New Delhi: A father neglected by his son for a number of years is legally entitled to execute a will bequeathing his property in favour of his near relatives and deny him his due share, the Supreme Court has held.
The deprivation by the testator to his natural legal heirs in itself will not lead to a conclusion that there is suspicion in the will executed by him, said a Bench consisting of Justices S.B. Sinha and H.S. Bedi.It upheld the execution of a will by Sankaran Nair bequeathing his property to his sister’s children. His reason for denying his son, Madhavan Nair, a share in the property was that he neglected him (Sankaran Nair) when he was suffering from cancer and only his nephew and nieces took care of him.
Following differences with his wife Nanikutty Amma, Sankaran Nair was staying with his sister and her children, who met the entire cost of his treatment. He died in 1978.The wife, son and daughters of Madhavan Nair contested the will contending that its execution was surrounded by suspicious circumstances.
It was alleged that the beneficiaries took an active role in its execution. While the trial court decreed in favour of Madhavan Nair’s family, the Kerala High Court reversed the order.
Dismissing the appeal by Madhavan Nair’s family against this judgment, the Bench said, “We do not find in the fact situation obtaining herein that any such suspicious circumstance was existing.” Writing the judgment, Justice Sinha said, “The son was not meeting his father. He had not been attending to him. He was not even meeting the expenses for his [Sankaran Nair’s] treatment from 1959, when he lost his job, till his death in 1978. The testator was living with his sister and her children. If in that situation, if he executed a will in their favour, no exception thereto can be taken. Even then, something was left for the appellant son.”

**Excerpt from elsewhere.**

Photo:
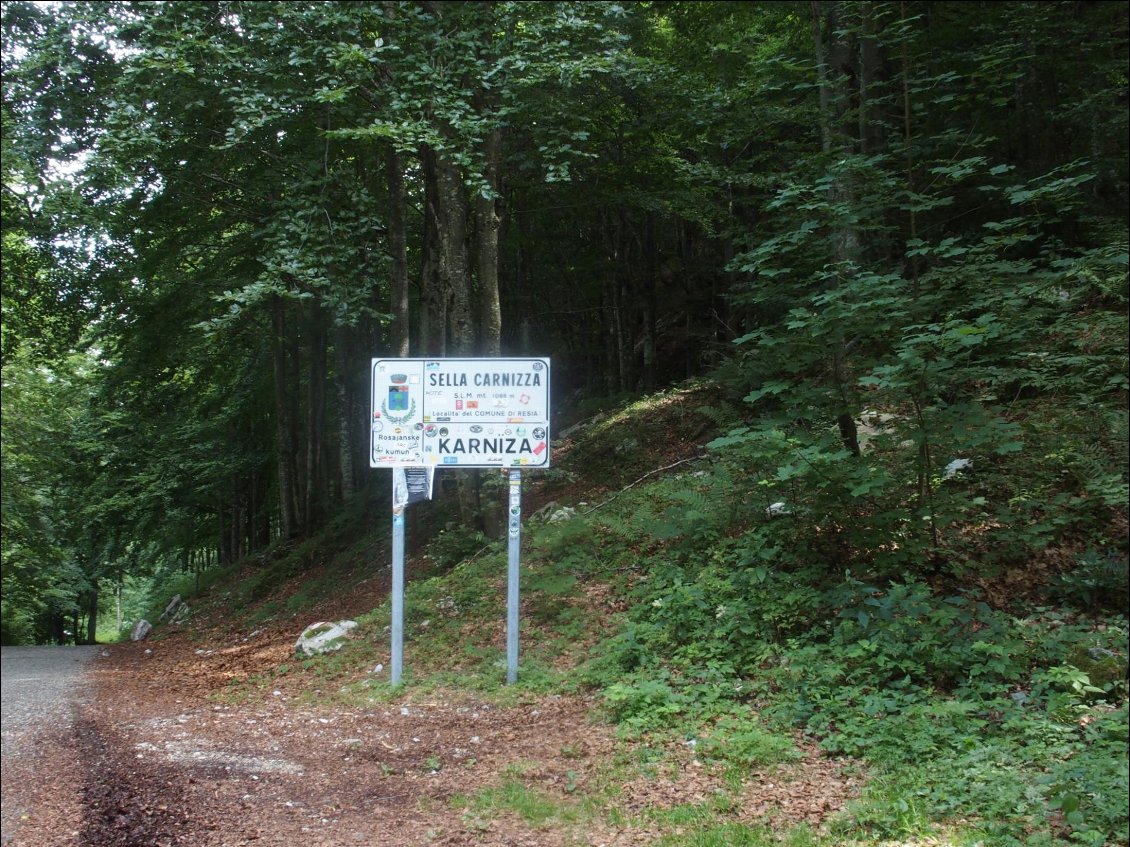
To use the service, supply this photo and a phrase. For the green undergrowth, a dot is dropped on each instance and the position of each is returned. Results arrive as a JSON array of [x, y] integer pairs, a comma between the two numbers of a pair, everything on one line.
[[732, 607]]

Being totally dependent on the respondents, Sankaran Nair, suffering from cancer, was “bound to place implicit faith and confidence only in those who had been looking after him. The will was admittedly registered. The testator lived for seven years after the execution of the will. He could have changed his mind; he did not. The very fact that he did not take any step for cancellation of the will is itself a factor which the court may take into consideration for the purpose of upholding the same.”